Okay, your wording is a little vague, so I want to be crystal clear.
Assume we have a single RabbitMQ server, with 3 consumers, where all 3
are consuming messages off the same durable queue (with durable
messages).  When all 3 start processing their respective messages,
RabbitMQ marks all 3 durable messages as 'unacknowledged'.  Then,
let's assume RabbitMQ crashes (for some reason or another).  *STICKING
POINT: Upon crash, all 3 consumers channels and connections have
terminated -- I assume there's no way for any of the consumers to
"reuse" their existing channels/connections because RabbitMQ server
died.*

Therefore, when a sysadmin restarts RabbitMQ and the persister is
recovered, will all 3 messages be marked 'ready' ?  Or will all 3 be
marked 'unacknowledged' ?   Sorry to be pedantic, but your original
reply was slightly unclear about this.

> So what you are seeing is rather strange. Are you sure there aren't any
> connected consumers?

I'm sure there are no connected consumers -- although I assume that
when RabbitMQ crashes, all consumer channels/connections are
terminated as well.  For good measure, I also had to terminate and
restart epmd... otherwise, RabbitMQ would not start up properly via
'/etc/init.d/rabbitmq start'.  FYI, this is on a stock Ubuntu
distribution.

> Also, are you running rabbit as a single node, or in a cluster?

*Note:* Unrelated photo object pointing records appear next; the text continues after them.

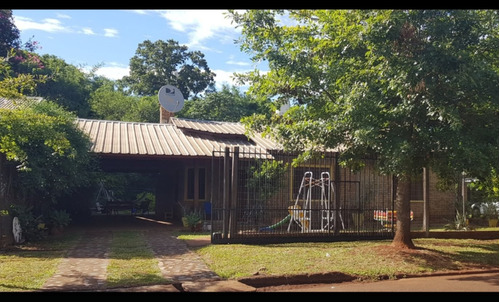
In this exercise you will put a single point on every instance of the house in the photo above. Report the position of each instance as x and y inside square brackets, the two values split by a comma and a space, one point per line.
[194, 160]
[214, 167]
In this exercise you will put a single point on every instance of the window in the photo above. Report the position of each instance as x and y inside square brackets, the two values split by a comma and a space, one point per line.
[417, 188]
[195, 183]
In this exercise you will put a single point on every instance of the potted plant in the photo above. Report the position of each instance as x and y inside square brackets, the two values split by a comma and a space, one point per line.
[58, 220]
[193, 221]
[491, 213]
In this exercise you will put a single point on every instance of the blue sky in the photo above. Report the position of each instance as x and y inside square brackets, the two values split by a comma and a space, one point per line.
[110, 37]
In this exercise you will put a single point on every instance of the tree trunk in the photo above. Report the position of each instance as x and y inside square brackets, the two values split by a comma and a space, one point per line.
[402, 237]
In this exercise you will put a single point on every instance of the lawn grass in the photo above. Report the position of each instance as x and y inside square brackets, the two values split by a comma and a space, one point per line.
[132, 263]
[27, 267]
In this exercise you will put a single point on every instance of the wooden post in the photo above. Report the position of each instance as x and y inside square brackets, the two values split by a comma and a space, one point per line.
[426, 213]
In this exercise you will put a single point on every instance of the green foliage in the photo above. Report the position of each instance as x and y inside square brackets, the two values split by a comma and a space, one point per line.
[59, 218]
[66, 85]
[404, 85]
[109, 103]
[51, 153]
[166, 62]
[415, 88]
[460, 223]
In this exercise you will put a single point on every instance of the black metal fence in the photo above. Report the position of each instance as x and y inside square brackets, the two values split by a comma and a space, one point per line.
[261, 196]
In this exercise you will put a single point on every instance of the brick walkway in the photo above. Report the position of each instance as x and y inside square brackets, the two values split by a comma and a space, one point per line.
[85, 267]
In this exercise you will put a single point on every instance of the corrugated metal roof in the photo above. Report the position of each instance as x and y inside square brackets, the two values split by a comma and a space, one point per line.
[159, 139]
[209, 126]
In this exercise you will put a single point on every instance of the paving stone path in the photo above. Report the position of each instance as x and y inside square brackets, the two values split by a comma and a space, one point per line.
[85, 267]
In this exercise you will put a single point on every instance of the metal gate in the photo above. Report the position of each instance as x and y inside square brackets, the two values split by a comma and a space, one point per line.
[264, 196]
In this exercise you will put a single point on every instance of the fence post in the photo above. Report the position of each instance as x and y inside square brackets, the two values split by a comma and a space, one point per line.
[225, 195]
[234, 192]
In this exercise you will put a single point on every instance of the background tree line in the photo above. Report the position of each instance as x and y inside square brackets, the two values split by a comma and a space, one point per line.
[416, 88]
[44, 160]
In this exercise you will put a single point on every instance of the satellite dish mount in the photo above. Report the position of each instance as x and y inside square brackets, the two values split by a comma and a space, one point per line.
[171, 98]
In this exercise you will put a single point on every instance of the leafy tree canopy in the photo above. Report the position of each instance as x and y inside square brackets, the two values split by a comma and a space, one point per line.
[159, 63]
[49, 150]
[416, 88]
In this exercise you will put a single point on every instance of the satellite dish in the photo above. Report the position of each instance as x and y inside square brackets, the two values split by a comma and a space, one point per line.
[16, 230]
[170, 98]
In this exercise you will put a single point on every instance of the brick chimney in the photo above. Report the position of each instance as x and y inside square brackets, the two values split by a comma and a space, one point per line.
[165, 115]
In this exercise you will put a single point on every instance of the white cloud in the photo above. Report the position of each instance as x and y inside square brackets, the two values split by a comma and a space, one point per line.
[88, 31]
[112, 71]
[199, 25]
[238, 63]
[140, 11]
[63, 16]
[110, 32]
[224, 77]
[48, 25]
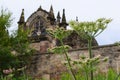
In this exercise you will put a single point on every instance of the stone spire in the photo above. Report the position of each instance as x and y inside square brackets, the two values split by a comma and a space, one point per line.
[22, 19]
[40, 8]
[51, 12]
[63, 17]
[63, 23]
[58, 18]
[51, 16]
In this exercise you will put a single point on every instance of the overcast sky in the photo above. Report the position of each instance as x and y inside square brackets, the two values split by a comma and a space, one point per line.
[86, 10]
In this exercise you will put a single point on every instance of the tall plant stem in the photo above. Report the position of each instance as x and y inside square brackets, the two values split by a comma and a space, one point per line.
[90, 56]
[68, 60]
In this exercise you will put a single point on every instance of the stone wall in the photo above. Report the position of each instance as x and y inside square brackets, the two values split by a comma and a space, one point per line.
[51, 65]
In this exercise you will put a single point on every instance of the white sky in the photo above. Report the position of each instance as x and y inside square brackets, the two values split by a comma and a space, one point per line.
[86, 10]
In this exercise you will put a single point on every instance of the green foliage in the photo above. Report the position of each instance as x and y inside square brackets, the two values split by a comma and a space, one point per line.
[59, 49]
[14, 49]
[90, 29]
[59, 33]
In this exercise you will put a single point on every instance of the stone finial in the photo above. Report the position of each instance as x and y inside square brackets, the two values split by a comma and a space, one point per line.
[76, 18]
[40, 8]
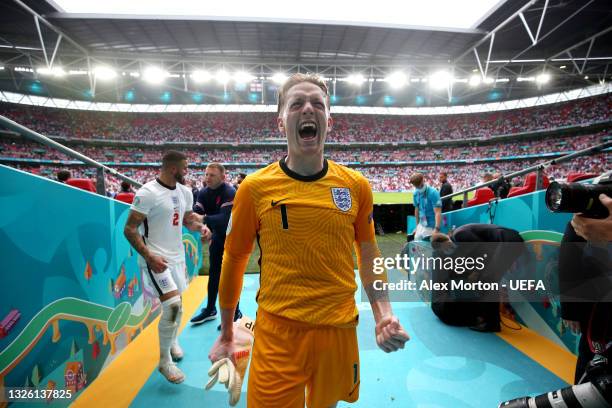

I'm running RabbitMQ as a single node.

To test to see if these 'unacknowledged' messages could somehow get
reset, I have:
1) shutdown all consumer connections
2) started up a single consumer.  Upon doing so, the consumer is NOT
able to fetch any of the un-ack'd messages -- although any new
messages do properly get delivered to the consumer
3) shutdown the single consumer
4) verified the un-ack'd messages still exist
5) started up a single consumer... same behavior as #2

As an interesting side case, is there any way to manually reset
un-ack'd messages back into the ready state while RabbitMQ is running
(and consumers/producers are active?).  I'm trying to avoid having to
shutdown the RabbitMQ server and obliterate the nmesia persister log
in order to clear out these messages.  (destroying and re-creating the
queues isn't ideal either, since I have active consumers processing
newer messages using these same queues).

-- Darien